EnVision-Research / LucidDreamer

Official implementation of "LucidDreamer: Towards High-Fidelity Text-to-3D Generation via Interval Score Matching"
MIT License
749 stars 32 forks source link

Some questions about the algoritm. #2

Closed ty625911724 closed 11 months ago

ty625911724 commented 11 months ago

Hi, excellent works with impressive results.

When I read the paper, I have some questions.

In the Alogrithm 1, line 6 and 7 have a notation j, but the dicussion about it is missing. I guess $j=i \delta_S$. Is that right?

Besides, line 3 claims that $t \sim U(1,1000)$. However, it seems that t should be $n * \delta_S + \delta_T$. For example, if $\delta_S=200$ and $\delta_T=50$, the $t$ can only be 50, 250, 450, 650, 850, instead of $U(1,1000)$. Is there any problem about it?

Thanks! :)

AbnerVictor commented 11 months ago

Thank you for pointing out the problems.

Indeed, there are some typos in Algorithm.1. And yes, $j=i \delta_S$, we will fix that ASAP.

For question 2, in our implementation, we actually sample $t \sim U(1, 1000)$ first, then induce $n$ with $\delta_S$ and $\delta_T$. When $\delta_S=200$ and $\delta_T = 50$, we randomly sample $t \sim U(1, 1000)$, for example, when $t = 123$, then $s = 73$. Since $\delta_T = 200 > 73$, here we dynamically adapt $\delta_T = 73$ in practice. In some extreme case when $t < \delta_T$, we adjust $\delta_T = 0$ and $\delta_T = t$.

I hope that these would answer your questions.

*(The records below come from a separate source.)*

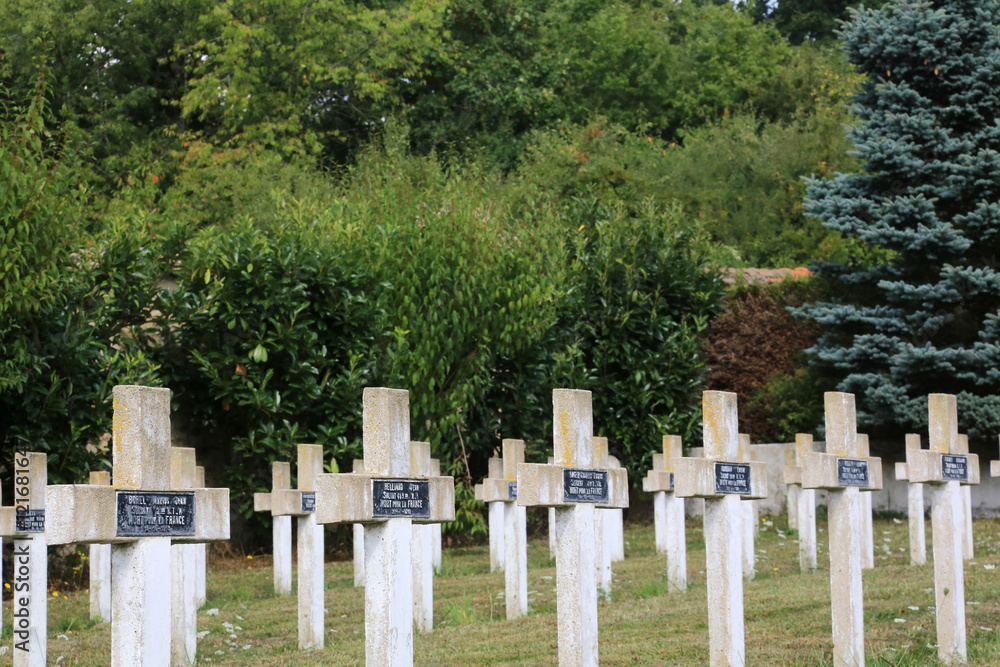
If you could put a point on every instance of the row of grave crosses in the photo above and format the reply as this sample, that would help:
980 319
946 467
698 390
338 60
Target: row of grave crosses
156 514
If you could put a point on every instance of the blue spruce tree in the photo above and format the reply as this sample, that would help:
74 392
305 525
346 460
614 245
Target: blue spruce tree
918 311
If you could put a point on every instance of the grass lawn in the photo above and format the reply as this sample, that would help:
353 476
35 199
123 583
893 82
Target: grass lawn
787 613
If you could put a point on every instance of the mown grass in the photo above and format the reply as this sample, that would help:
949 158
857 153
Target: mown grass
787 612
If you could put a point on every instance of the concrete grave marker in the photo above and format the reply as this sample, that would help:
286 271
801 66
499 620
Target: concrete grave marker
617 523
915 507
496 518
310 544
576 489
201 551
843 472
281 524
26 522
603 526
358 531
437 529
723 481
422 547
140 515
183 562
100 565
792 493
867 525
968 549
944 469
515 529
749 517
284 502
805 500
388 500
668 512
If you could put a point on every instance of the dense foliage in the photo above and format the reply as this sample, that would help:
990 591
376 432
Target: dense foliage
919 312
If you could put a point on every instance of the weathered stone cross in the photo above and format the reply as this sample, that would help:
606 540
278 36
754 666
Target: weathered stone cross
668 512
387 498
805 501
504 491
575 489
914 506
281 524
284 502
844 473
944 469
139 515
722 480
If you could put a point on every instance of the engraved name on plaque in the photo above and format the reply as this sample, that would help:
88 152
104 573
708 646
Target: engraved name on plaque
955 467
309 501
29 521
852 473
732 478
400 498
157 513
585 486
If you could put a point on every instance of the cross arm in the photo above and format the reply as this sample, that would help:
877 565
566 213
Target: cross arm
350 498
831 471
703 478
544 485
927 466
88 514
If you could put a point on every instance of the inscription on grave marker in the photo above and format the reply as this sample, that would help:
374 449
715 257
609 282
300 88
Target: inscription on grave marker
401 498
30 521
143 513
955 467
852 473
585 486
732 478
308 501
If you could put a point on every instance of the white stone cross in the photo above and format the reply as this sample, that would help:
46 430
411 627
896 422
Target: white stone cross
603 527
422 548
792 493
201 551
805 502
914 506
437 529
284 502
27 522
515 528
576 489
668 512
944 469
100 565
387 498
358 531
968 550
867 524
497 549
722 480
139 514
183 563
617 522
844 473
281 524
310 549
749 517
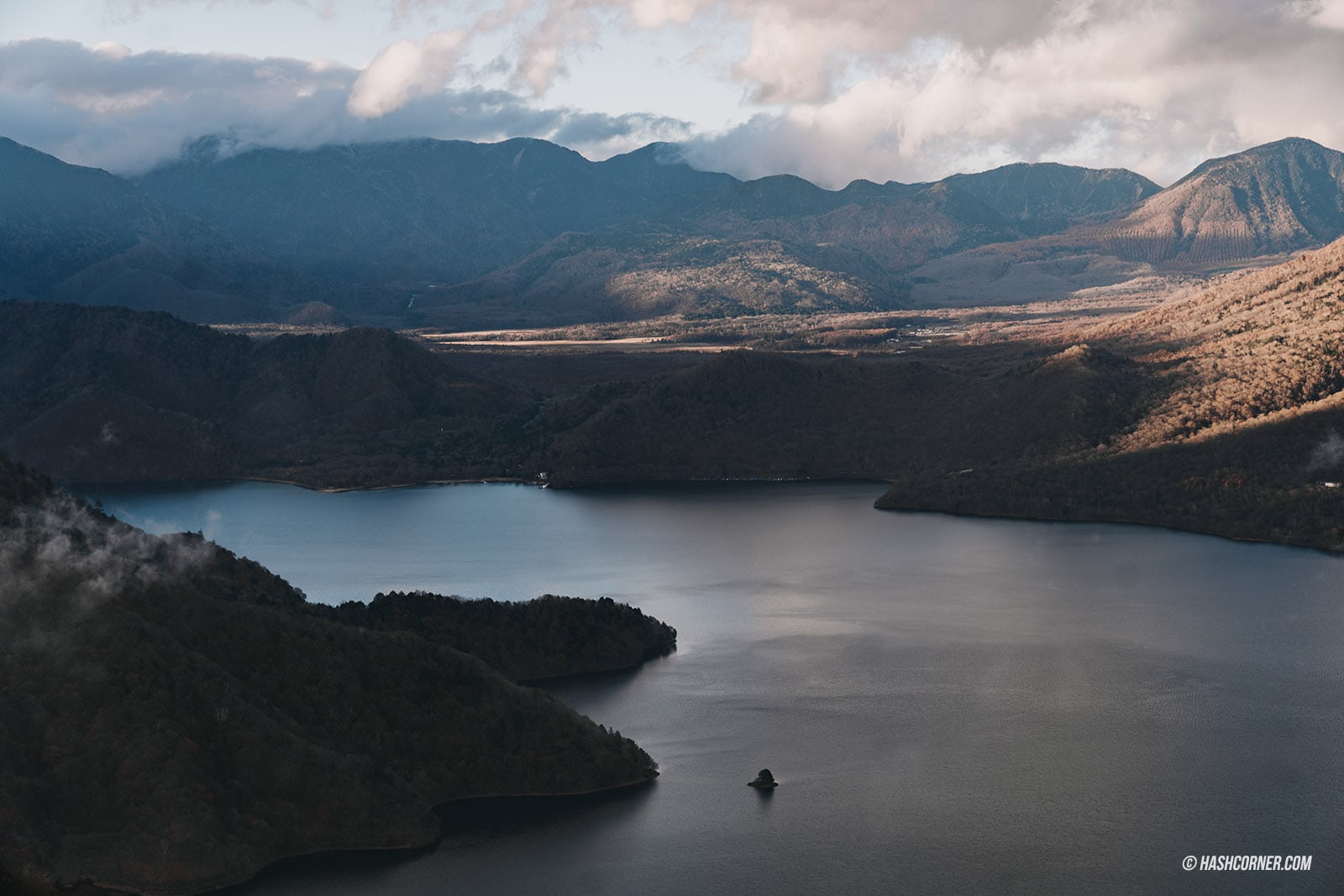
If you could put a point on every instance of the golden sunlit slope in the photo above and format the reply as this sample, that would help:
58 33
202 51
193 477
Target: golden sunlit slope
1254 347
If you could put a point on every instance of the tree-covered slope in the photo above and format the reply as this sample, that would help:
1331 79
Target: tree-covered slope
174 718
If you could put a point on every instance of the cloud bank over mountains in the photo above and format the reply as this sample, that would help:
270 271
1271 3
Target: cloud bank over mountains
837 89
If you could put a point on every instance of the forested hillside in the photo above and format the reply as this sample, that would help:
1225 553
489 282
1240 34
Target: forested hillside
175 718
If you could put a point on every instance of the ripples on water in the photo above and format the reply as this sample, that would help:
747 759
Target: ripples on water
951 705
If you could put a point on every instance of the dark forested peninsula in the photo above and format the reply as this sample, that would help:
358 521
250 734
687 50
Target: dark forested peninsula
175 718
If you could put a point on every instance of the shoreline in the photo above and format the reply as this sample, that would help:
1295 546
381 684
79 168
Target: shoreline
877 504
353 853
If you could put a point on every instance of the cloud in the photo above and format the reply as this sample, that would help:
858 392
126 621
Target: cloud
835 89
916 94
128 112
60 562
403 71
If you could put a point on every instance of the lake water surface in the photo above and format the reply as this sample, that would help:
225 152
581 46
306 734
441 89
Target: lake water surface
951 705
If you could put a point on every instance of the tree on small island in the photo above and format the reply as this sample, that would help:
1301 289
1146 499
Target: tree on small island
764 779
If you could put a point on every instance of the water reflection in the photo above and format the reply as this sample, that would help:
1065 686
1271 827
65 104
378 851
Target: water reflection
954 705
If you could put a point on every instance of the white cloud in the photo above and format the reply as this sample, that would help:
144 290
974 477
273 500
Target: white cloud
131 112
839 89
403 71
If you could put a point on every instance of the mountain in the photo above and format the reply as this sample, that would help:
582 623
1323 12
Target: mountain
528 233
1273 199
416 210
113 394
1236 430
175 718
764 246
1263 203
85 235
1045 197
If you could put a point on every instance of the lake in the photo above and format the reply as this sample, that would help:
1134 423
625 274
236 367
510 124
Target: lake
952 705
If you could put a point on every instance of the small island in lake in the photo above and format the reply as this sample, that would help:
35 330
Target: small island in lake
764 781
175 718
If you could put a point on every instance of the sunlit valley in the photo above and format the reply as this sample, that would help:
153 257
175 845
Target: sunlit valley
386 513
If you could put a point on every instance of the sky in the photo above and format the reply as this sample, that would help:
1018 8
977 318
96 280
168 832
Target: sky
831 90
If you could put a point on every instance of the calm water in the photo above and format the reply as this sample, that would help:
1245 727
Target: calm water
951 705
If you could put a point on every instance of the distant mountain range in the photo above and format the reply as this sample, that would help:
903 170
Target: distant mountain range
523 231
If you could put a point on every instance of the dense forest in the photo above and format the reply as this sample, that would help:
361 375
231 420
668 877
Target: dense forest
175 718
1218 410
542 638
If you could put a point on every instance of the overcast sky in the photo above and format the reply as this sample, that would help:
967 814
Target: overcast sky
827 89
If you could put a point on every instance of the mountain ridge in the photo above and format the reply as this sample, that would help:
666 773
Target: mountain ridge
524 231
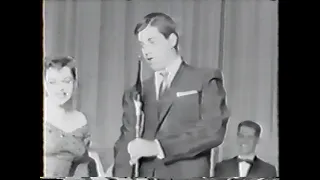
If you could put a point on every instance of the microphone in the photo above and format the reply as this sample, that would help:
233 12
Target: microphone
139 110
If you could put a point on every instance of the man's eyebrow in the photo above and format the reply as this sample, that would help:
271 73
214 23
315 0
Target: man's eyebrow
67 78
151 38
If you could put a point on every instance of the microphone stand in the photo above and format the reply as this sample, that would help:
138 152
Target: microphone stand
139 111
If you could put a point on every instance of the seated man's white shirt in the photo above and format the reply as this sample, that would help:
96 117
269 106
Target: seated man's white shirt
245 166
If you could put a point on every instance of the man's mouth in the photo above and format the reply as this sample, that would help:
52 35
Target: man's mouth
150 58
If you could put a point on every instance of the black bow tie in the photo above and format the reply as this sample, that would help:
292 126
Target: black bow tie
250 161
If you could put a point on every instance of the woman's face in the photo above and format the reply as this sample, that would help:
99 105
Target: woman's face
59 85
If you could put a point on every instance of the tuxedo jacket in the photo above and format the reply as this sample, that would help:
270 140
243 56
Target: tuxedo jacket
259 169
188 120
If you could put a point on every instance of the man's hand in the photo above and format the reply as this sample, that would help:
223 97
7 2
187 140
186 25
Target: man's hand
138 148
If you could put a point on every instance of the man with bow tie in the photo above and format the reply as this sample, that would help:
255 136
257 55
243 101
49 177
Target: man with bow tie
184 108
246 164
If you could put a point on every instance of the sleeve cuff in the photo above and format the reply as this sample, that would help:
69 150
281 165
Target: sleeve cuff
160 150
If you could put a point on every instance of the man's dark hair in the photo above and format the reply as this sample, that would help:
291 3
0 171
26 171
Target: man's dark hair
163 22
251 124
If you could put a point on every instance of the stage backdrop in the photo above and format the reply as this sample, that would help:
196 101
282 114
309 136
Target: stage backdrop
238 36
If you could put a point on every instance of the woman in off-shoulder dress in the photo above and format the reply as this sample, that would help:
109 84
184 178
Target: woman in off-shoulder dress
66 136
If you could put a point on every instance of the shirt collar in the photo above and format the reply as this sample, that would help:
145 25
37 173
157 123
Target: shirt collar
249 156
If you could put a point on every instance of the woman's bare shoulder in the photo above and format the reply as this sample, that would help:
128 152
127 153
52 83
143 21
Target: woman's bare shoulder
79 119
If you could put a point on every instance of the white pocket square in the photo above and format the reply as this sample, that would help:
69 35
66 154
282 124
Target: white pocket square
185 93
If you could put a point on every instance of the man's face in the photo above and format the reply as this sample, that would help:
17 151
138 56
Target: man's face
155 48
247 140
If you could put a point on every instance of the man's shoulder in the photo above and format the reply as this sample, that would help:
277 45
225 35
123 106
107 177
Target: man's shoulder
265 164
225 161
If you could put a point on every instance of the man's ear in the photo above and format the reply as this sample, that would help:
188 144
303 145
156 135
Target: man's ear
173 40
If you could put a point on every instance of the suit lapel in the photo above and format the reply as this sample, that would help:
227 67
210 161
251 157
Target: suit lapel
254 168
168 97
235 167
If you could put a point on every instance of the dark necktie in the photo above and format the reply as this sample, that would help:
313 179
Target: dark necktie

Feel free to ask anything about our work.

ty625911724 commented 11 months ago

Thanks a lot for your helps!

ty625911724 commented 11 months ago

Maybe there are some typos in the answer. I guess the right answer is: " When $\delta_S=200$ and $\delta_T=50$, we randomly sample $t \sim U(1,1000)$, for example, when $t=128$, then $s=73$. Since $\delta_S=200>73$, here we dynamically adapt $\delta_S=73$ in practice. "

Thanks for your patient answer.

AbnerVictor commented 11 months ago

Maybe there are some typos in the answer. I guess the right answer is: " When δS=200 and δT=50, we randomly sample t∼U(1,1000), for example, when t=128, then s=73. Since δS=200>73, here we dynamically adapt δS=73 in practice. "

Thanks for your patient answer.

Yes you’re right, sorry for the typo. Really thank you for telling.